Jonathan Glazer est de la trempe des réalisateurs aussi rares que talentueux. Faiseur de clips et de publicités, il se tourne de temps en temps vers le cinéma. Avec seulement trois films à son actif, il a réussi à chaque fois à livrer une proposition qui marque le public.
Son premier essai, Sexy Beast reste le plus mineur tout en étant recommandable. En revanche, les deux autres, Birthet Under The Skin sont d’une beauté renversante. Ils allient avec un incroyable équilibre une mise en scène fascinante et l’expression de forts sentiments douloureux nous impliquant humainement – la mélancolie, le trouble identitaire. On en ressort avec l’impression d’avoir assisté à quelque chose que l’on n’avait jamais vu, à la frontière de l’expérimental.
10 ans séparent Birth d’Under The Skin. Heureusement pour nous, il ne faudra pas attendre aussi longtemps pour avoir le droit de voir son nouveau film. Il y a déjà un an, Glazer avouait avoir terminé un nouveau scénario, sans donner le moindre détail sur le sujet.
Interrogé dernièrement dans le podcast A Dash of Drash, il a daigné livrer des informations concrètes. Son prochain film, encore sans titre, parlera de la Shoah. Un sujet monumental qu’il compte traiter avec un point de vue bien précis. Contrairement au Fils de Saul, la dernière claque cinématographique sur le sujet, Glazer veut parler des gens qui assistent à ce massacre, les « allemands ordinaires » comme il les appelle.
Je me souviens avoir été interpellé par les visages des citoyens, des spectateurs, des complices… Vous voyez ce que je veux dire ? Les Allemands ordinaires. J’ai commencé à me demander comment il serait possible de rester là et de regarder ça. Certains des visages appréciaient réellement. Le spectacle que c’était. Une sorte de cirque.
Au cinéma, tout est question de point de vue. Celui que veut adopter Glazer semble particulièrement intéressant. Les films sur ce sujet ont tendance à se placer uniquement du côté des victimes, en allant voir parfois aussi du côté des bourreaux. Là, il vise le milieu, les autres. Ceux que l’on ne voit que comme figurants partout ailleurs, les responsables passifs. Une note d’intention maline.

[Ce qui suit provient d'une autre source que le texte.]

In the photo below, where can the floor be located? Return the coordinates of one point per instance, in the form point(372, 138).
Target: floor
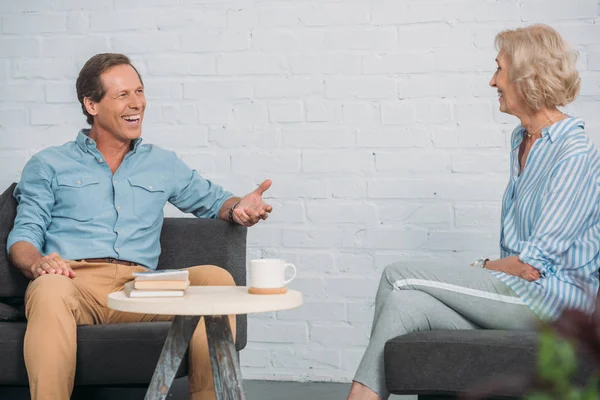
point(255, 390)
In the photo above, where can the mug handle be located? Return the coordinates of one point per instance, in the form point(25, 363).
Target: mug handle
point(292, 278)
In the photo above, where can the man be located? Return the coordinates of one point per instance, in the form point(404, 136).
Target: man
point(90, 214)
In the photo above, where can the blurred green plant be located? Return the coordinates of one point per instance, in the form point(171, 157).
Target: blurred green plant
point(556, 365)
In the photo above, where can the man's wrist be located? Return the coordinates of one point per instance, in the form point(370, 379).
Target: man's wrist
point(230, 213)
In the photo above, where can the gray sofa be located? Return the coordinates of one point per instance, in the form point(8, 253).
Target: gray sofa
point(122, 355)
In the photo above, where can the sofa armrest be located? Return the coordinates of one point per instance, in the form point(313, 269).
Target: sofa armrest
point(186, 242)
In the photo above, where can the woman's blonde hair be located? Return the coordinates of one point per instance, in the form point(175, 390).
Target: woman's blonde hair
point(542, 65)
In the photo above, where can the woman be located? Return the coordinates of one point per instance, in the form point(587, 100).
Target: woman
point(550, 230)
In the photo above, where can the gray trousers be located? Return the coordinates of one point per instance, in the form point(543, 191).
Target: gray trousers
point(413, 299)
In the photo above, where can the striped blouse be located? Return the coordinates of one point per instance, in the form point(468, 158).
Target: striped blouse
point(551, 219)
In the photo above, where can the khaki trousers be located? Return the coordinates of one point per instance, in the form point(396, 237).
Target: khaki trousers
point(56, 304)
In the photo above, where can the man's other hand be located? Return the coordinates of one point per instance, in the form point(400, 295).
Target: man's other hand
point(51, 264)
point(252, 207)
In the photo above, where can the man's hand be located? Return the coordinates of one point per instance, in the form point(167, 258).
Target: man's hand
point(51, 264)
point(252, 207)
point(513, 266)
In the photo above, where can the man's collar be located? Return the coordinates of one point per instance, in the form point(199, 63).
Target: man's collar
point(85, 142)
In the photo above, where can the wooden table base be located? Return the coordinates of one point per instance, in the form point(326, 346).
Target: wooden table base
point(223, 357)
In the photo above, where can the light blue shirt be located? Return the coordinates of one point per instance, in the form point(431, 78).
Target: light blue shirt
point(551, 219)
point(69, 201)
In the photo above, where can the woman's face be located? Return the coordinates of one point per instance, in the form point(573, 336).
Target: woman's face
point(510, 100)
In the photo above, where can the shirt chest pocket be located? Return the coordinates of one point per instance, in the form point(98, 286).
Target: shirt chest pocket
point(149, 198)
point(78, 196)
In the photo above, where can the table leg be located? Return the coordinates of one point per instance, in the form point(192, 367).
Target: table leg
point(178, 340)
point(223, 359)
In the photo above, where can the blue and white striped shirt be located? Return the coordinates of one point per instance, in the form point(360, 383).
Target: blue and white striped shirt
point(551, 219)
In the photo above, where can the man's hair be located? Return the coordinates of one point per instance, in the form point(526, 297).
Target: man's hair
point(542, 65)
point(89, 83)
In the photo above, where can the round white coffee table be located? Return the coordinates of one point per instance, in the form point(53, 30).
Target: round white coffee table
point(213, 303)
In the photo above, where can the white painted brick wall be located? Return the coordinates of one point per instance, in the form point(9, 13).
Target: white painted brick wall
point(374, 120)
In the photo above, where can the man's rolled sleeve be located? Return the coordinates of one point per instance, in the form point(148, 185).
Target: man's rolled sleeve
point(194, 194)
point(35, 200)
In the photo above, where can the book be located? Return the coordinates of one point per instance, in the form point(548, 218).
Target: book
point(131, 292)
point(160, 285)
point(162, 275)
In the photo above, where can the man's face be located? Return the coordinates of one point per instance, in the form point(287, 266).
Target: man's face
point(121, 110)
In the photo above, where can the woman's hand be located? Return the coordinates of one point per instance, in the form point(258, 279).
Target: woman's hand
point(528, 273)
point(513, 266)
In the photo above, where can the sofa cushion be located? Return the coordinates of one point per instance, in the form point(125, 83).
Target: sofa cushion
point(449, 362)
point(106, 354)
point(10, 313)
point(12, 281)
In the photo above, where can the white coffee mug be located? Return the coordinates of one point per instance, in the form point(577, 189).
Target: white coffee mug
point(269, 273)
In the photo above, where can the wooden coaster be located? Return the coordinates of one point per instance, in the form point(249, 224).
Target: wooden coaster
point(252, 290)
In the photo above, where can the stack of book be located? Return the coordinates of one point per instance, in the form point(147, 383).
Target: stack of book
point(163, 283)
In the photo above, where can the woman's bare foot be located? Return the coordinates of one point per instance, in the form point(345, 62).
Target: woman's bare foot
point(358, 391)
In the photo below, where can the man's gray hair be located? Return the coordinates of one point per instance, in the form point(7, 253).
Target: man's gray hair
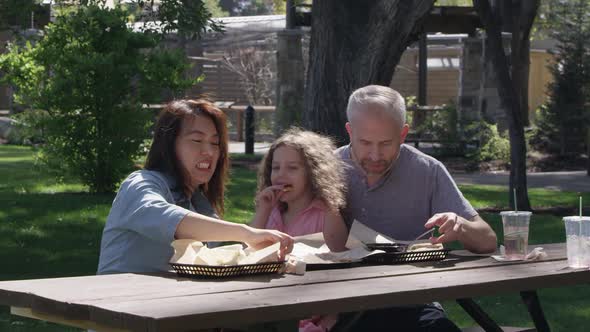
point(387, 100)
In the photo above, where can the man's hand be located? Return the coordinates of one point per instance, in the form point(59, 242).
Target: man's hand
point(450, 225)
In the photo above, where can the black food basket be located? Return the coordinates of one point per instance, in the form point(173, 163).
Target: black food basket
point(209, 271)
point(397, 254)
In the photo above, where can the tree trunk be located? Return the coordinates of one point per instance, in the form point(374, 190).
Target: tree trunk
point(509, 93)
point(517, 18)
point(353, 44)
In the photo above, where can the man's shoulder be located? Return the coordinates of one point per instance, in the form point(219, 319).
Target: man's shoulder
point(417, 158)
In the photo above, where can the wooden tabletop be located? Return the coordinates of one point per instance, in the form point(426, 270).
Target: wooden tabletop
point(168, 303)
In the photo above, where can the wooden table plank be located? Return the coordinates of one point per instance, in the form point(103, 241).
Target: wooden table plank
point(246, 307)
point(140, 286)
point(26, 312)
point(73, 297)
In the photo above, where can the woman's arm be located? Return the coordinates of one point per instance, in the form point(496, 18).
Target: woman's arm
point(335, 232)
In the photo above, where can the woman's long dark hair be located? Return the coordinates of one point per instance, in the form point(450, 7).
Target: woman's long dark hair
point(162, 155)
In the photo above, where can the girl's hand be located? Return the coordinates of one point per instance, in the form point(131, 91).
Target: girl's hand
point(269, 197)
point(262, 238)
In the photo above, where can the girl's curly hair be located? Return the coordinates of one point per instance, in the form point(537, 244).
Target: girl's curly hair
point(324, 169)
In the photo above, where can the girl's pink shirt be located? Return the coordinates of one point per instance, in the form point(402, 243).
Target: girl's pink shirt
point(308, 221)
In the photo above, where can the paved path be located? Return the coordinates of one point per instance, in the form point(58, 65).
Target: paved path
point(576, 181)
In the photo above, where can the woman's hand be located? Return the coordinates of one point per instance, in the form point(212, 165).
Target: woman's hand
point(268, 197)
point(262, 238)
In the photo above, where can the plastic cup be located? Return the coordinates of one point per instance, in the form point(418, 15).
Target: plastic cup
point(516, 233)
point(577, 235)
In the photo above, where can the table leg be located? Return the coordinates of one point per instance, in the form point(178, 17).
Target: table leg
point(477, 313)
point(531, 300)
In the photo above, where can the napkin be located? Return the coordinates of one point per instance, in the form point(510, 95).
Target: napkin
point(536, 254)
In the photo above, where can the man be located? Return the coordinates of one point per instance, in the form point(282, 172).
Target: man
point(400, 192)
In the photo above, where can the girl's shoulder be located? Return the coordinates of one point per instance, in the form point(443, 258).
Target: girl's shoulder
point(147, 178)
point(318, 204)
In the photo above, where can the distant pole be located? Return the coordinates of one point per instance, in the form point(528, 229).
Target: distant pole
point(422, 69)
point(290, 14)
point(250, 130)
point(419, 114)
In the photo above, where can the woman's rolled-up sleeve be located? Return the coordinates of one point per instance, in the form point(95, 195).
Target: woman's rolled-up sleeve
point(141, 206)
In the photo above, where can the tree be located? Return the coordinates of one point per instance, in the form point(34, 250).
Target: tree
point(254, 66)
point(518, 17)
point(91, 74)
point(214, 8)
point(19, 13)
point(564, 119)
point(353, 44)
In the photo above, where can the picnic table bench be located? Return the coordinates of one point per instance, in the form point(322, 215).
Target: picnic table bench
point(165, 302)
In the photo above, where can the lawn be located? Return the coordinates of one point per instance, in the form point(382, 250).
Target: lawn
point(52, 228)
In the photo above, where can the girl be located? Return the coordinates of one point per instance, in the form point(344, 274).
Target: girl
point(301, 188)
point(178, 194)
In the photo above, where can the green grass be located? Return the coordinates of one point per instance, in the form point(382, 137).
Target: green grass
point(52, 228)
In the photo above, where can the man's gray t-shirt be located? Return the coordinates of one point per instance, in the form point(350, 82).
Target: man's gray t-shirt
point(415, 188)
point(142, 223)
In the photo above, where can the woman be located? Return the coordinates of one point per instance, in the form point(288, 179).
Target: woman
point(178, 195)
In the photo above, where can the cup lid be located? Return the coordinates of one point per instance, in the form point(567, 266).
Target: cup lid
point(516, 213)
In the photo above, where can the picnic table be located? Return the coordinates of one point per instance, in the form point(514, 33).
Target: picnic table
point(165, 302)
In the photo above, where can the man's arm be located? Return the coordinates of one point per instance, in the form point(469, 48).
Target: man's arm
point(475, 234)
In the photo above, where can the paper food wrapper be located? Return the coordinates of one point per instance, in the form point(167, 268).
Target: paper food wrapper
point(188, 251)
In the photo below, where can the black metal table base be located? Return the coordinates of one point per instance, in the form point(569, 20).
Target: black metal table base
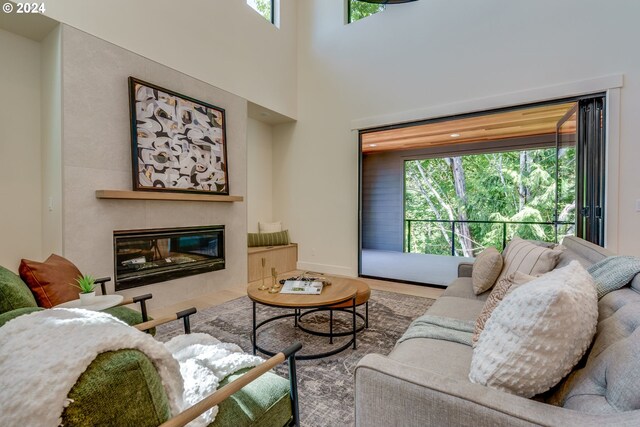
point(331, 334)
point(296, 315)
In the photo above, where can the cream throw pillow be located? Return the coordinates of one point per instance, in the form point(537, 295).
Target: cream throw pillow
point(486, 269)
point(269, 227)
point(538, 333)
point(500, 290)
point(526, 257)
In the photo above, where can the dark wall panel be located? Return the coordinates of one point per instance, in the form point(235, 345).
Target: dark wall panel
point(382, 201)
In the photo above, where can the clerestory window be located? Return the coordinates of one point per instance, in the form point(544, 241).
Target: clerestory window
point(266, 8)
point(357, 10)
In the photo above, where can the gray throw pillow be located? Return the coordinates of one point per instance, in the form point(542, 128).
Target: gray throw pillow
point(486, 270)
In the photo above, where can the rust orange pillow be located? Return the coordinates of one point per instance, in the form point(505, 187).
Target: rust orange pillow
point(50, 281)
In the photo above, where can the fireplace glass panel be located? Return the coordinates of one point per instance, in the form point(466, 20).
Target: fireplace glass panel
point(150, 256)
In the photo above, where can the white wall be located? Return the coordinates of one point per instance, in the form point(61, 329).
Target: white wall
point(96, 155)
point(259, 174)
point(51, 109)
point(426, 54)
point(20, 206)
point(222, 42)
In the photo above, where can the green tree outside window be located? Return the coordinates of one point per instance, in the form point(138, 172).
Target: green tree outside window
point(359, 10)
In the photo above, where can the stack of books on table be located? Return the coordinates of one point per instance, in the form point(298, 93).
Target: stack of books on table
point(303, 287)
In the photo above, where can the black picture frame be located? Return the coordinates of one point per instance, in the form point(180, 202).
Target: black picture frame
point(178, 143)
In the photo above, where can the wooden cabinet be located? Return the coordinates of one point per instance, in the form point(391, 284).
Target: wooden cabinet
point(283, 258)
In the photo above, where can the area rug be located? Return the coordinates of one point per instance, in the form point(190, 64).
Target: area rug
point(325, 385)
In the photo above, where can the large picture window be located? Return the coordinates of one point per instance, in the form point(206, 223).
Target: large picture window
point(459, 205)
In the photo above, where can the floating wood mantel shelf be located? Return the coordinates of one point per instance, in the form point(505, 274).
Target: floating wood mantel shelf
point(157, 195)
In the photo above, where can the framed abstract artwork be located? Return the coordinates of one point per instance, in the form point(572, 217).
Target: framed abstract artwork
point(177, 143)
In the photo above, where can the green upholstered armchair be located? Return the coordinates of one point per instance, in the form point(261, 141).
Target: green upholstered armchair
point(123, 388)
point(15, 294)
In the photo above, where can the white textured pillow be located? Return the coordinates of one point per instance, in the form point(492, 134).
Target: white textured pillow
point(528, 258)
point(538, 333)
point(269, 227)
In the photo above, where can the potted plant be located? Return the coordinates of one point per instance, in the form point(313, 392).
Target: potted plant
point(86, 284)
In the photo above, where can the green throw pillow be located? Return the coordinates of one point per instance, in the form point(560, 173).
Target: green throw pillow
point(119, 388)
point(14, 293)
point(269, 239)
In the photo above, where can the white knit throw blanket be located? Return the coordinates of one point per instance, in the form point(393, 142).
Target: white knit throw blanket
point(42, 354)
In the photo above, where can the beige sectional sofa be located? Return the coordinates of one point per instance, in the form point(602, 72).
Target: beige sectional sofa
point(424, 382)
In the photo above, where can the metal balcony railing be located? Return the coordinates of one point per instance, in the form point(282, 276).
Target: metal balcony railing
point(453, 223)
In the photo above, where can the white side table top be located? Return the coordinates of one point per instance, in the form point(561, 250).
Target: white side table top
point(100, 302)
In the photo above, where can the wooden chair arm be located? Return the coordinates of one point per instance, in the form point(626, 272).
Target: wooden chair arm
point(219, 395)
point(184, 314)
point(142, 299)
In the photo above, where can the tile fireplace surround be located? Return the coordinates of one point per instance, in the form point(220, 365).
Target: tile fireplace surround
point(96, 147)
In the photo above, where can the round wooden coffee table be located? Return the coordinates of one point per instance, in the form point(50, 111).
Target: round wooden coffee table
point(341, 291)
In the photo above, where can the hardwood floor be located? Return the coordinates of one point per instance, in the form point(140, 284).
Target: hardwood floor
point(223, 295)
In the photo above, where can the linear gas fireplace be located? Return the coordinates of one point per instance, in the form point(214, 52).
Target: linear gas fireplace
point(149, 256)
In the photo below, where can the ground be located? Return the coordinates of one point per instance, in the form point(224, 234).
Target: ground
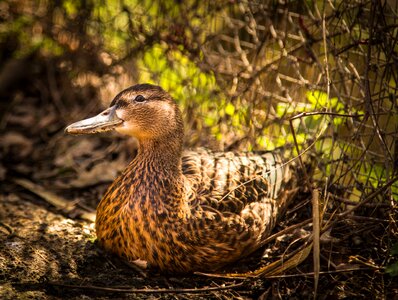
point(51, 184)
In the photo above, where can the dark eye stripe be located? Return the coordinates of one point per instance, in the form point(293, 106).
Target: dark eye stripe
point(139, 98)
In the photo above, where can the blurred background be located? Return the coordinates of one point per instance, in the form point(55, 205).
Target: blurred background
point(248, 75)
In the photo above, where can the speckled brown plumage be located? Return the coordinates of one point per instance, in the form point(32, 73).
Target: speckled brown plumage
point(184, 211)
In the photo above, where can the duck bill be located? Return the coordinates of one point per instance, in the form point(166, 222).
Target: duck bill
point(105, 121)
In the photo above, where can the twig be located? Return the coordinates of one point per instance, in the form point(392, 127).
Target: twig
point(55, 200)
point(147, 291)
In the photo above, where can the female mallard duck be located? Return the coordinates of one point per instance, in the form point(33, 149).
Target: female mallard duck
point(183, 211)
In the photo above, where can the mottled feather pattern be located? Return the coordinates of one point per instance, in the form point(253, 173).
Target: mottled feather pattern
point(184, 211)
point(226, 207)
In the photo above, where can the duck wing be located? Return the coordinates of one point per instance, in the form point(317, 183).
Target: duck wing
point(230, 181)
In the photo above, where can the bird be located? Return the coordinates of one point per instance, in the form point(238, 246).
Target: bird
point(184, 211)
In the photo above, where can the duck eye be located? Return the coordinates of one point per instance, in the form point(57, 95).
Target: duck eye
point(139, 98)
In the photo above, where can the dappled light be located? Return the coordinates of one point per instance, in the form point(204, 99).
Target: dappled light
point(315, 82)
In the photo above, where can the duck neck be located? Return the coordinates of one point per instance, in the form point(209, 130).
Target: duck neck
point(160, 157)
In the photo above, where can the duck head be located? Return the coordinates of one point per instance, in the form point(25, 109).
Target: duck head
point(144, 111)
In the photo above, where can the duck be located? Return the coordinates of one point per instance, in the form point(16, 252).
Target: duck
point(184, 211)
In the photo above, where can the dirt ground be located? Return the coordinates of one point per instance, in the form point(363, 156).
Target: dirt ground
point(51, 184)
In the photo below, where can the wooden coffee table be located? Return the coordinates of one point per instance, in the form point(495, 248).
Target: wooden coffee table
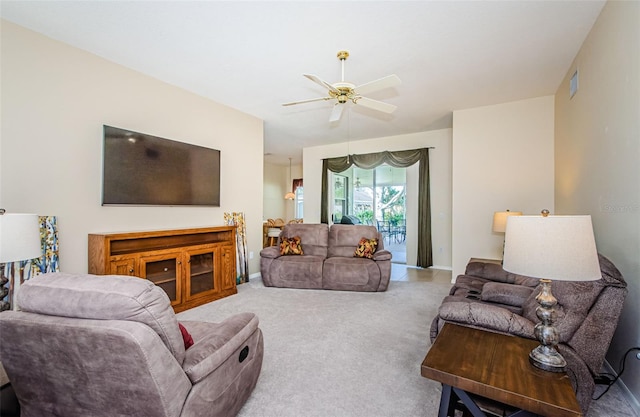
point(494, 366)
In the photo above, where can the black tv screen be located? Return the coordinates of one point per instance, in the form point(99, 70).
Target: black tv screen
point(140, 169)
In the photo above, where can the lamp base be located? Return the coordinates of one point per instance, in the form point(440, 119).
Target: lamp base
point(547, 358)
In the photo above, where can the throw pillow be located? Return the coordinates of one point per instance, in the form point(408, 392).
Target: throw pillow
point(291, 246)
point(186, 337)
point(366, 248)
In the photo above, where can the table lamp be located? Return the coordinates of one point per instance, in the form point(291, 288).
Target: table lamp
point(19, 241)
point(551, 248)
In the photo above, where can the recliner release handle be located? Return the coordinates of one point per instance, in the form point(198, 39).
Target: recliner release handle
point(244, 353)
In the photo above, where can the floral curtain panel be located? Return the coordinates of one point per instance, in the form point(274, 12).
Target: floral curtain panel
point(242, 264)
point(19, 272)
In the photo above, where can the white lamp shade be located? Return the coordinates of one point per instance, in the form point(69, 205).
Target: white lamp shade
point(555, 247)
point(500, 220)
point(19, 237)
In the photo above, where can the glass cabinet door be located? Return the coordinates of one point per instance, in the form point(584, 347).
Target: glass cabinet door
point(164, 271)
point(201, 273)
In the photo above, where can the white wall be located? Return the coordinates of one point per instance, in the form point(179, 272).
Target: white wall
point(55, 99)
point(502, 159)
point(276, 184)
point(440, 175)
point(598, 158)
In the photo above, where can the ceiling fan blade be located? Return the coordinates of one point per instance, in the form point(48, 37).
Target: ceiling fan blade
point(307, 101)
point(336, 113)
point(321, 82)
point(375, 105)
point(379, 84)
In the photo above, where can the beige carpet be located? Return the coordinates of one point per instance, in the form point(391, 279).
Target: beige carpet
point(334, 353)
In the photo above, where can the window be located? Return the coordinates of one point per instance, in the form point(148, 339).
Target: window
point(299, 202)
point(340, 197)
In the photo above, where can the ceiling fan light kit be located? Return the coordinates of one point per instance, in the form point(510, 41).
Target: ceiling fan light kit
point(343, 92)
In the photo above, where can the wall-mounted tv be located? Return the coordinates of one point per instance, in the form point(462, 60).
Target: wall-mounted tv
point(141, 169)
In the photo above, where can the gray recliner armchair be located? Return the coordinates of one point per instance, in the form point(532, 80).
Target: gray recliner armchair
point(86, 345)
point(490, 298)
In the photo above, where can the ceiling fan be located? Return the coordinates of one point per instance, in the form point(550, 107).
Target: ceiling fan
point(344, 91)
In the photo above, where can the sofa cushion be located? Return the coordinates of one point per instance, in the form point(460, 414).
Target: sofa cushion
point(509, 294)
point(575, 299)
point(494, 272)
point(344, 238)
point(350, 274)
point(291, 246)
point(104, 297)
point(366, 248)
point(297, 271)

L’autre point sur lequel il insiste est le camp de concentration d’Auschwitz. Il a remarqué que dans les autres films, ce lieu n’était qu’un contexte, un décor, un point de départ. Il ambitionne d’en faire un personnage à part entière. On ne sait pas par quel moyen et comment sa mise en scène va s’articuler mais là aussi l’idée est alléchante sur le papier :
Beaucoup d’histoires que j’ai vues, je pense qu’elles pourraient se passer n’importe où. Dès que vous définissez un complot, vous êtes en quelque sorte en train de reléguer Auschwitz à l’état de contexte. Pour moi, je ne veux pas faire ça. Je sentais que c’était faux.
En lisant entre les lignes, on comprend qu’il veut, comme dans Under The Skin, réduire l’armature scénaristique au strict minimum. Il vise une sorte d’épure dans son histoire, pour faire passer autre chose par la forme. Est-ce que sur un sujet aussi imposant, la formule remarchera ? Toute la question est là.
Soyez certains que l’expérience vaudra le coup, parce que Jonathan Glazer travaille dessus depuis qu’Under The Skin est sorti – il y a quatre ans. Il avoue avoir passé beaucoup de temps à faire des recherches mais aussi à réfléchir sur la question de l’éthique demandée par un tel sujet. Étant juif lui-même, il s’est demandé ce que cela voulait dire de filmer la Shoah et surtout comment la filmer.
Bien embarqué, il espère pouvoir commencer le tournage l’été prochain afin de sortir le film durant l’année 2020.